The Russian Civil War
Posted on February 24th, 2017

Dr Ruwan M Jayatunge 

Shortly after the October Revolution in 1918 war between the Red guards and the White guards (Counter Revolutionary) was broke out. The conflict lasted until 1921. The Red and White fractions unleashed enormous brutality and cruelty on each other. The towns were burnt and villagers were left to starve. The peasants were forcibly recruited and set to the war fronts. The children became orphaned. The villages were deserted due to the conflict and hundreds of thousands became internally displaced.
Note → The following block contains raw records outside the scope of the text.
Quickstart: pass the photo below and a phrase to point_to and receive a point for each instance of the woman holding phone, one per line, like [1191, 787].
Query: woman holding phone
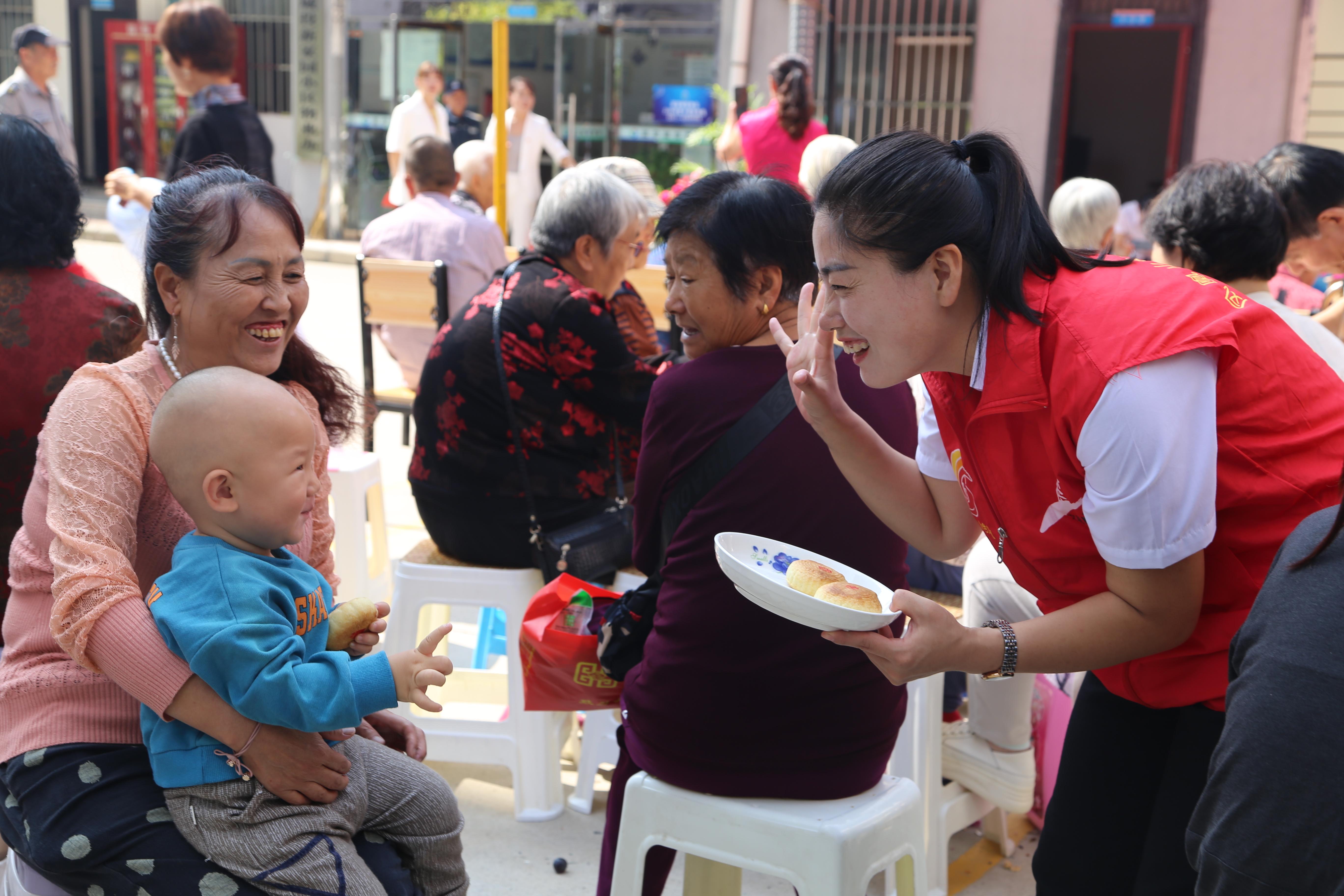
[1135, 440]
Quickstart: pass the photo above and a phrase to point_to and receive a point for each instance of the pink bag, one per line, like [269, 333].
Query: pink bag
[1050, 710]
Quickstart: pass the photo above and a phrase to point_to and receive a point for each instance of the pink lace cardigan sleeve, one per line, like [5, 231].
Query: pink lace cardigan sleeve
[96, 448]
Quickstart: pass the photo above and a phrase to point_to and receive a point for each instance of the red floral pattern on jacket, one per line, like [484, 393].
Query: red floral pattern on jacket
[570, 375]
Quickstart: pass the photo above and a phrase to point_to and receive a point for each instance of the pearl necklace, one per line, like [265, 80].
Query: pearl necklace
[173, 367]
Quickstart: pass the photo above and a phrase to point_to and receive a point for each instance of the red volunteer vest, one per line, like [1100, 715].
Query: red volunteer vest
[1014, 447]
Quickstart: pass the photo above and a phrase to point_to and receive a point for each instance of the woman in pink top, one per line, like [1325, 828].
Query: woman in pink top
[772, 139]
[225, 285]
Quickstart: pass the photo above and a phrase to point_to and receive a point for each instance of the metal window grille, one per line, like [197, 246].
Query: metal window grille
[901, 64]
[13, 14]
[267, 26]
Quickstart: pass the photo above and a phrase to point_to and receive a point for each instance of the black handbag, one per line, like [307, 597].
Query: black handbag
[595, 549]
[627, 624]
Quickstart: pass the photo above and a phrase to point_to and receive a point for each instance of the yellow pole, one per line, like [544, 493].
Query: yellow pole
[501, 103]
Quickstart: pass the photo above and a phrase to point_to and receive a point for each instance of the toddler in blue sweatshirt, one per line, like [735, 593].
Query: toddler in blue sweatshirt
[252, 621]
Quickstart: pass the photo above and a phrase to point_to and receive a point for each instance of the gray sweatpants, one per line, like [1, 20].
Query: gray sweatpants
[284, 850]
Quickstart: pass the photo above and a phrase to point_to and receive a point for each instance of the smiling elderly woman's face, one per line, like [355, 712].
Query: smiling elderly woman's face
[240, 308]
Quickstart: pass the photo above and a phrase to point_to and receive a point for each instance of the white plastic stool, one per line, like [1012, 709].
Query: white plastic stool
[949, 808]
[627, 579]
[527, 743]
[18, 879]
[599, 746]
[358, 495]
[823, 847]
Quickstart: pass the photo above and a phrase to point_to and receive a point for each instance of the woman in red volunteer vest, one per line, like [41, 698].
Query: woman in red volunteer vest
[1136, 441]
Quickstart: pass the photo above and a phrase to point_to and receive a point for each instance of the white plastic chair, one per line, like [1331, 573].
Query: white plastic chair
[18, 879]
[822, 847]
[358, 496]
[599, 746]
[949, 808]
[527, 743]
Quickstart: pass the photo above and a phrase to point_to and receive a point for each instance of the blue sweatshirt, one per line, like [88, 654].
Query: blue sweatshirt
[254, 629]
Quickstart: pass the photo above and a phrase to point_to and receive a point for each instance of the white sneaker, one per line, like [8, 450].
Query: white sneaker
[1007, 780]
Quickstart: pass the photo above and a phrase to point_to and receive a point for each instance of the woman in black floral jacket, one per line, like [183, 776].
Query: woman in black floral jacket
[570, 375]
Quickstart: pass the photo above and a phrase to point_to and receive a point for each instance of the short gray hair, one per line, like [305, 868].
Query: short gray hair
[585, 202]
[1081, 211]
[471, 158]
[820, 156]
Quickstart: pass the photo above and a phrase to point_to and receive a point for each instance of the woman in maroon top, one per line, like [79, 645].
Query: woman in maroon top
[53, 318]
[732, 699]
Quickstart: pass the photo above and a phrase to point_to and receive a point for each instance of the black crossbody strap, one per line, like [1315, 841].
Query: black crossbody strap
[534, 527]
[726, 453]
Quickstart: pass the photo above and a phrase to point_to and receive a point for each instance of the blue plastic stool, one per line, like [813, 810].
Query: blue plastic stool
[491, 639]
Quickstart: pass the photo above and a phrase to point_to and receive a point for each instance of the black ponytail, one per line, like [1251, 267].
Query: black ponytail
[789, 73]
[908, 193]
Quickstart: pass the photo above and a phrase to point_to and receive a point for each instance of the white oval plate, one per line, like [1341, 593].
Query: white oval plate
[757, 567]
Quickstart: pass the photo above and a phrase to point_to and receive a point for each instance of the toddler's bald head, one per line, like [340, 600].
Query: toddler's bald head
[222, 418]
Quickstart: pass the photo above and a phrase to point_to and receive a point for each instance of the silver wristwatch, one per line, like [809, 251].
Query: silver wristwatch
[1010, 663]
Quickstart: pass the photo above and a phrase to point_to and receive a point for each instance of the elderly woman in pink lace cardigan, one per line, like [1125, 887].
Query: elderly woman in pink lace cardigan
[225, 285]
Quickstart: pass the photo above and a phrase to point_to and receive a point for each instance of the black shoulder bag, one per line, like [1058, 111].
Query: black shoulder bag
[628, 623]
[593, 549]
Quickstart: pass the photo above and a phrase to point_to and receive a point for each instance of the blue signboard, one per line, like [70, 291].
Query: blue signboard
[682, 105]
[1132, 18]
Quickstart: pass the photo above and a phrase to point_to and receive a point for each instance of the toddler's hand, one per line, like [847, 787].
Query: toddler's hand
[419, 670]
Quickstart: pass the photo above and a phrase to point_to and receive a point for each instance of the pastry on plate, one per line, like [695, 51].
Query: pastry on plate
[847, 594]
[349, 620]
[810, 575]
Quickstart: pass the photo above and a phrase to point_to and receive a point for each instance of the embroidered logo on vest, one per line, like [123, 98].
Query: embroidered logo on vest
[1204, 280]
[964, 477]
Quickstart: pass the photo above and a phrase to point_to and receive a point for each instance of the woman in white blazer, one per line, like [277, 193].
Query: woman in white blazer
[529, 135]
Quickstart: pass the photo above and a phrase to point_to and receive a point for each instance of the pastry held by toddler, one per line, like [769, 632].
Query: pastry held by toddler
[254, 621]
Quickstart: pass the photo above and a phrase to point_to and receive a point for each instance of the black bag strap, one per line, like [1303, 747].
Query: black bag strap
[726, 453]
[534, 526]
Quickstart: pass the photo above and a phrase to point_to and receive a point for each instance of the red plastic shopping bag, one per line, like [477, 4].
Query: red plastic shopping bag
[560, 670]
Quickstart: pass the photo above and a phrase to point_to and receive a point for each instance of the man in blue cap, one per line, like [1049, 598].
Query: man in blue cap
[29, 92]
[463, 124]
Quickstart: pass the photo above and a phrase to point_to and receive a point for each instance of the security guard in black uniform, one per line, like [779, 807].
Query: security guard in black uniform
[463, 124]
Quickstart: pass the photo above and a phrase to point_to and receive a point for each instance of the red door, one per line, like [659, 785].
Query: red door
[1124, 105]
[144, 112]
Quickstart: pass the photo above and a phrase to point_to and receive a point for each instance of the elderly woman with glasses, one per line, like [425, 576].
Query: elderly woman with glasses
[572, 378]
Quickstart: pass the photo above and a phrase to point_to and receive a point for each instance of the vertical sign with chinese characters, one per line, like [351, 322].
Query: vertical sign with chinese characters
[308, 91]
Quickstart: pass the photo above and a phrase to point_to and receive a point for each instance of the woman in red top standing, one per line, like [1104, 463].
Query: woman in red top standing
[772, 139]
[1136, 441]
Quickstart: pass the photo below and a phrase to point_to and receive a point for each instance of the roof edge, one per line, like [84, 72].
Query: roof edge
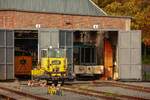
[98, 7]
[128, 17]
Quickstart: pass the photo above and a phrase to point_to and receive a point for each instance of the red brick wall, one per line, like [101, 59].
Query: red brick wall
[16, 19]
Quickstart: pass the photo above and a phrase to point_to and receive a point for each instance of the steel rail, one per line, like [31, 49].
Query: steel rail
[123, 85]
[100, 94]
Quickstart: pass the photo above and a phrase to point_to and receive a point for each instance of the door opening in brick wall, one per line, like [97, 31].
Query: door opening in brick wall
[26, 52]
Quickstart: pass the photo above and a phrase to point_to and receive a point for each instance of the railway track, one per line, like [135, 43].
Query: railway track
[100, 94]
[122, 85]
[107, 95]
[11, 94]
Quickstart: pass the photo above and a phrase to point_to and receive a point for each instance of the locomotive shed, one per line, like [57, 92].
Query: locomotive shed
[91, 37]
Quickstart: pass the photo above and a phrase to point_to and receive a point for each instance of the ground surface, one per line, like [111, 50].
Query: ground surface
[42, 91]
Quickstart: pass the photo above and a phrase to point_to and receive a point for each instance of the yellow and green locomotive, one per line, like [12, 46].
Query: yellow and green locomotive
[53, 66]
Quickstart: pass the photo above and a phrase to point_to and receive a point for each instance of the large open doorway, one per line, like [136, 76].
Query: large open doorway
[87, 54]
[95, 54]
[26, 52]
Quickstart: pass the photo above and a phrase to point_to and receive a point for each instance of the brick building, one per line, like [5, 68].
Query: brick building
[110, 35]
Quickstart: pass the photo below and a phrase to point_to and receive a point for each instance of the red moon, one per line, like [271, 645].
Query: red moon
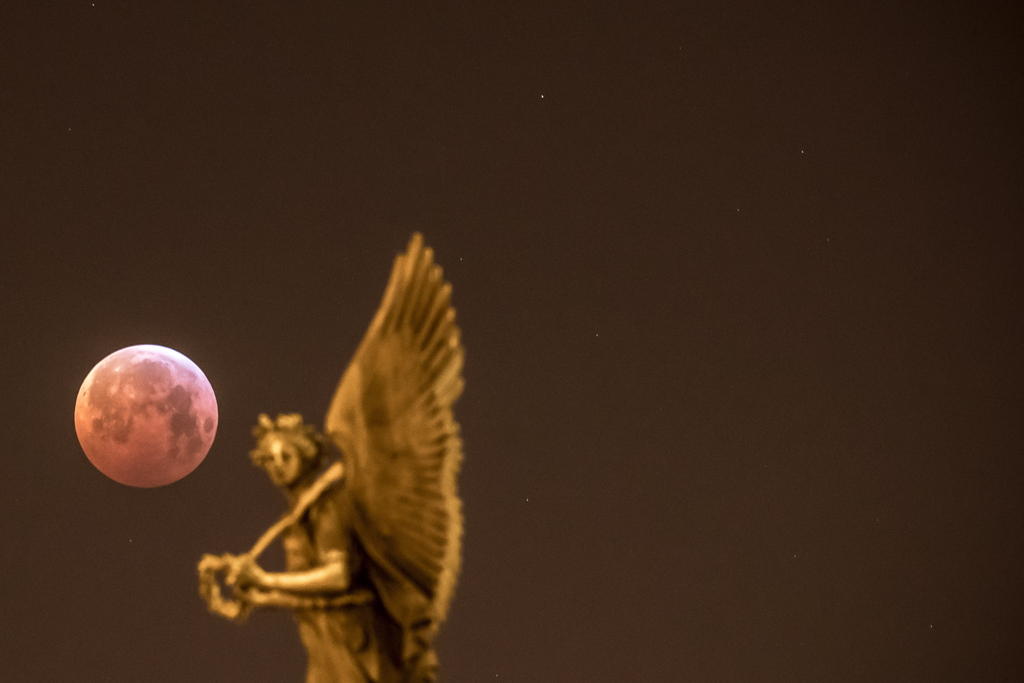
[145, 416]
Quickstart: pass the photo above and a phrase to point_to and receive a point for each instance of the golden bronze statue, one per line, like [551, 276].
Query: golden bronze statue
[373, 532]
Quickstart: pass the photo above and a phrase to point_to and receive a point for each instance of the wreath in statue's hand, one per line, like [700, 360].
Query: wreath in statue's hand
[235, 608]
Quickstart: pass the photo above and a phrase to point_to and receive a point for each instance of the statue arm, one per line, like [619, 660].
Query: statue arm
[330, 577]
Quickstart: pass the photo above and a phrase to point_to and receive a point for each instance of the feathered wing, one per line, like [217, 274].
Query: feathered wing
[391, 416]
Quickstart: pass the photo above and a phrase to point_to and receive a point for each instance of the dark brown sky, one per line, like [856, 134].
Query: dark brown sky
[739, 290]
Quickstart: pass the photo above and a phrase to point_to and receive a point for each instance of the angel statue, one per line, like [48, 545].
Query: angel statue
[372, 536]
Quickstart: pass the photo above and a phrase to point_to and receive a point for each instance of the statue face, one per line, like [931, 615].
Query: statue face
[281, 459]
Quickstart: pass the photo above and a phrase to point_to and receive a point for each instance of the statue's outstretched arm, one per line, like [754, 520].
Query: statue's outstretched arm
[331, 577]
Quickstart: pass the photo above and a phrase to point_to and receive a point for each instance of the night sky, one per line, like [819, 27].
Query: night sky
[738, 287]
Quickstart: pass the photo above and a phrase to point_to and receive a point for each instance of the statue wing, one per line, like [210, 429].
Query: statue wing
[391, 416]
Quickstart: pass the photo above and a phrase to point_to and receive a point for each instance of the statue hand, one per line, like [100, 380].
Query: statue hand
[244, 573]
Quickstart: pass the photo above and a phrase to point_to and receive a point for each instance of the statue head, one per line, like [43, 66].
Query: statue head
[287, 447]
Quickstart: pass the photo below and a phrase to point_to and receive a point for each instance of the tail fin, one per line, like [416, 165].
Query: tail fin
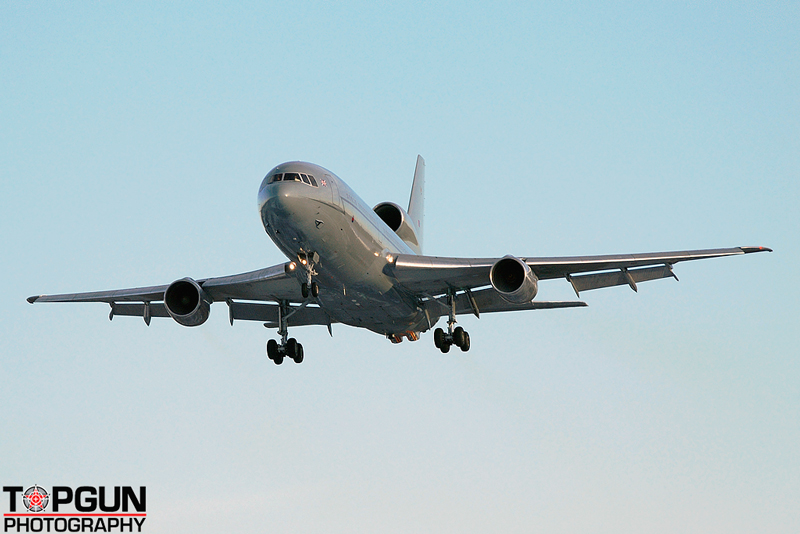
[416, 204]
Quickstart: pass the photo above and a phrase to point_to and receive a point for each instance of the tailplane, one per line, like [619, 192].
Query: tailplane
[416, 204]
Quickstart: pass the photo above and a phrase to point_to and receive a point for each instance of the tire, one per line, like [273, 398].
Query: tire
[291, 348]
[465, 344]
[458, 336]
[438, 338]
[272, 349]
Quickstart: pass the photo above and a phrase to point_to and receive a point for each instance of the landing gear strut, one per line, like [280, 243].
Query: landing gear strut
[308, 261]
[454, 336]
[288, 348]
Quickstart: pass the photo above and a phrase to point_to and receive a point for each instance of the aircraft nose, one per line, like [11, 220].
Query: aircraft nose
[282, 199]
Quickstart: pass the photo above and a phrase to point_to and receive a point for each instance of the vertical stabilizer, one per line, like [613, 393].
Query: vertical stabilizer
[416, 204]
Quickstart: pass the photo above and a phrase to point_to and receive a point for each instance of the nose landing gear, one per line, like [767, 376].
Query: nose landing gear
[308, 260]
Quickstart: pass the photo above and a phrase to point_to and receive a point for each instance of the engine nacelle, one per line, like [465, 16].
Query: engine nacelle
[187, 303]
[514, 280]
[398, 220]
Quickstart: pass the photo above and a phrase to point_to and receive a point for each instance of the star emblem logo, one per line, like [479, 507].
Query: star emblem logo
[35, 499]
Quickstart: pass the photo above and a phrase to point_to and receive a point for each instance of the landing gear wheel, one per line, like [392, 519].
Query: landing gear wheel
[272, 349]
[465, 343]
[291, 348]
[438, 338]
[458, 336]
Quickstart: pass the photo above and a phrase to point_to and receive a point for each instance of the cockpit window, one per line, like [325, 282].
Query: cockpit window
[293, 177]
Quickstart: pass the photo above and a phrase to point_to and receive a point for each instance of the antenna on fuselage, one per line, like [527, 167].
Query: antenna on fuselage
[416, 204]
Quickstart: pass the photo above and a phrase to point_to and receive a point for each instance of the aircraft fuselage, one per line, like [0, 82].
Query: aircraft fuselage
[353, 244]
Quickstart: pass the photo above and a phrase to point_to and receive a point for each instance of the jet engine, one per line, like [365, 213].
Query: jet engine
[514, 280]
[398, 220]
[187, 303]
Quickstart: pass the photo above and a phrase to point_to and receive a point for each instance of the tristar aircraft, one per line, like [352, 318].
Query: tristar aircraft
[364, 267]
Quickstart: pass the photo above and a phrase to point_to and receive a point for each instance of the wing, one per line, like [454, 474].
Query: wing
[273, 284]
[433, 276]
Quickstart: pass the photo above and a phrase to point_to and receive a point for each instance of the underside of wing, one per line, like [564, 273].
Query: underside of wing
[191, 299]
[433, 276]
[271, 284]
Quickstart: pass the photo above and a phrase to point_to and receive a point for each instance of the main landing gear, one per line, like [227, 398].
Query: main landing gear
[454, 336]
[288, 348]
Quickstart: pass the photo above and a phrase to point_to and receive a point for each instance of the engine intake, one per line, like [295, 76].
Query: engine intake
[398, 220]
[513, 280]
[187, 303]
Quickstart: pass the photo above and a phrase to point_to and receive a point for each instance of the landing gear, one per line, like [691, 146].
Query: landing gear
[288, 348]
[454, 336]
[308, 261]
[313, 290]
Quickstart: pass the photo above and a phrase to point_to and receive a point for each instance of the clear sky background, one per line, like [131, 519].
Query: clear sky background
[133, 139]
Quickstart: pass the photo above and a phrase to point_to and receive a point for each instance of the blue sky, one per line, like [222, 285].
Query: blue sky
[133, 140]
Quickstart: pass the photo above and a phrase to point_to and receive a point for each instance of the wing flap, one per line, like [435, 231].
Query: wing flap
[489, 301]
[622, 277]
[157, 309]
[268, 313]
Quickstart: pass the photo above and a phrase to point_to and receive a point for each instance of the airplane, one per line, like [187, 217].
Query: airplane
[364, 267]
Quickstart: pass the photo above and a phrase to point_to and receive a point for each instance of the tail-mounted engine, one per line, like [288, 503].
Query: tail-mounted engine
[398, 220]
[187, 303]
[514, 280]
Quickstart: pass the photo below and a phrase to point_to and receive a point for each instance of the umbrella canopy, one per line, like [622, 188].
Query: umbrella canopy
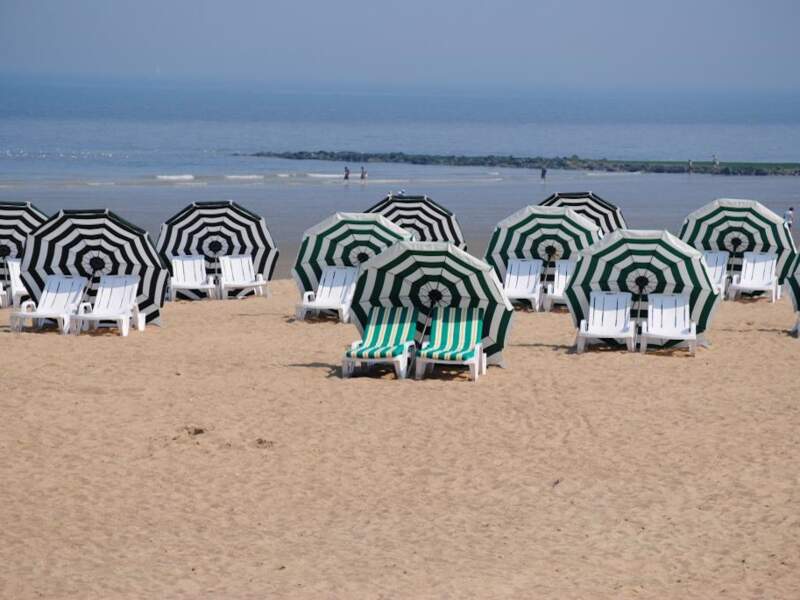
[215, 229]
[425, 219]
[740, 226]
[588, 204]
[642, 263]
[548, 233]
[92, 243]
[17, 221]
[342, 240]
[427, 275]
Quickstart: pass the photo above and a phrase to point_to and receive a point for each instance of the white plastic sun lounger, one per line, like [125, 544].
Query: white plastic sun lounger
[59, 301]
[115, 301]
[758, 274]
[238, 273]
[609, 318]
[335, 292]
[189, 273]
[15, 292]
[523, 281]
[557, 288]
[668, 318]
[717, 267]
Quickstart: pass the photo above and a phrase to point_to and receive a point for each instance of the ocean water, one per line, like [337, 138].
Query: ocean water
[147, 149]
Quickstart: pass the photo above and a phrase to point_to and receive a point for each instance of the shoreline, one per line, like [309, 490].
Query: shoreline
[568, 163]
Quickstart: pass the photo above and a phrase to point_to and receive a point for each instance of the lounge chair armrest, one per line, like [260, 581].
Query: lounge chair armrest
[27, 306]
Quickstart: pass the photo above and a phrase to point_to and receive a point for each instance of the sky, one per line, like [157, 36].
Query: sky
[697, 44]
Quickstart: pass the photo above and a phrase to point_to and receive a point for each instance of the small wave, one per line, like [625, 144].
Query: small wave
[325, 175]
[175, 177]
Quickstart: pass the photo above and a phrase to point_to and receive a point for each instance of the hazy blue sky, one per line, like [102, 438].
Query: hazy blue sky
[701, 44]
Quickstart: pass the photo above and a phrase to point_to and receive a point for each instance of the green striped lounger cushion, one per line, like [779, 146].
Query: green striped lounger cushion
[454, 334]
[386, 334]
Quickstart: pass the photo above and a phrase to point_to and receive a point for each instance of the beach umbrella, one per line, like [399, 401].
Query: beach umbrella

After the October coup d’etat, Bolshevik authority rapidly spread throughout the country. The new regime, however, was able to hold the peripheries of the Russian Empire only temporarily and had to fight against a variety of local governments. In the South, in 19I7-I8, at least a dozen such governments resisted Soviet power, each representing different, often contradictory, social interests and regional or national aspirations. ‘The Volunteer Army of General Alekseev’ was by no means the most important or legitimate alternative to the Soviets in the South, nor was it regarded as such. At the same time, this Army, as the only anti-Bolshevik centre in the South, had clear all-national goals and claimed to be the only heir to legitimate all-Russian authority. With this perspective, it insisted on the continuation of the war with Germany as a task equally important to the fight against the Bolsheviks. It also opposed not only separatism, but even regional particularism in the South. With the passing of time, the movement became more rigid in this respect, increasingly alienating the Cossacks, who composed the majority of the Army. Furthermore, the Volunteer Army rejected any definite ‘pre-determination’ of the social, economic and political order of a future Russia. This meant that the movement could neither deliver the peace and land that the people (narod) wanted,  nor unequivocally guarantee the democracy and freedom that the educated society (obshchestvo) desired. An equally important negative element was the Army’s behaviour on the White-controlled territory.  Although the re-establishment of law and order was high in Denikin’s priorities, the Army frequently brought even more lawlessness and disorder to an already fragmented society.  It was often argued by the Whites themselves, and still is by some historians, that these factors severely handicapped anti-Bolshevik propaganda work and offered excellent material for Red agitation.   This opinion seems to overlook the analogous difficulties which con fronted Bolshevik propaganda. War Communism, as an ideology, did not possess popular appeal; since it included mass terror and requisitions, it quickly antagonized the population within its reach (Lazarski, 1992).

Sean Guillory describes the hidden pain and agony of the young Komsomol (members of the Soviet youth organization) members who took part in the Russian civil war.

Komsomol literature in the 1920s repeatedly evoked the memory of the civil war as a means to inspire young communists to sacrifice themselves for the construction of socialism……………………Experiencing violence was central to the darker side of the Komsomol civil war veteran. As Joshua Sanborn has noted, performing violence was necessary for inclusion in the nation, but the promotion of brutality was a slippery slope, for destructive violence tended to outstrip its productive virtue. Indeed, as Sanborn shows, the omnipresence of violence during World War I and the civil war.

Komsomol civil war memoirs display ambivalence toward the civil war. This contrasts with our broader understanding of the war’s memory as a heroic period in which communists sacrificed themselves wholeheartedly for the revolution. Alongside a narrative that framed the war as a heroic epoch,” veterans voiced confusion, personal loss, hardship, physical suffering, and fear in the face of death.

It is precisely because of these elements that Komsomol civil war narratives can be seen as part of the important phenomenon of war remembrance at the turn of the century. These narratives, like many of their European counterparts, are ultimately personal stories that attempt to come to terms with the personal transformations that war brought upon young soldiers and to render the strangeness of these experiences understandable to both the readers and the soldiers themselves.

Nikolay Ostrovsky, the author of the well-known novel How the Steel Was Tempered” participated in the Russian Civil War as a young Komsomol. He was 15 years of old and never had any military training. In autumn 1920 Ostrovsky was seriously wounded in the back, and then demobilized from the Red Guards. These wounds made him lifelong physical and psychological consequences. In the later years he was blind and paralyzed. Ostrovsky died in 1936 aged 32.

In the Russian civil war, nearly 10 million people were perished.  A considerable numbers died due to starvation and disease. The Civil War was a cataclysm in astronomical proportions to the people.

At the end of the Civil War despite all the negative psycho social consequences Trotsky wrote: in the unstable poise of a scale only a small weight is enough to decide. That small weight was probably the Party.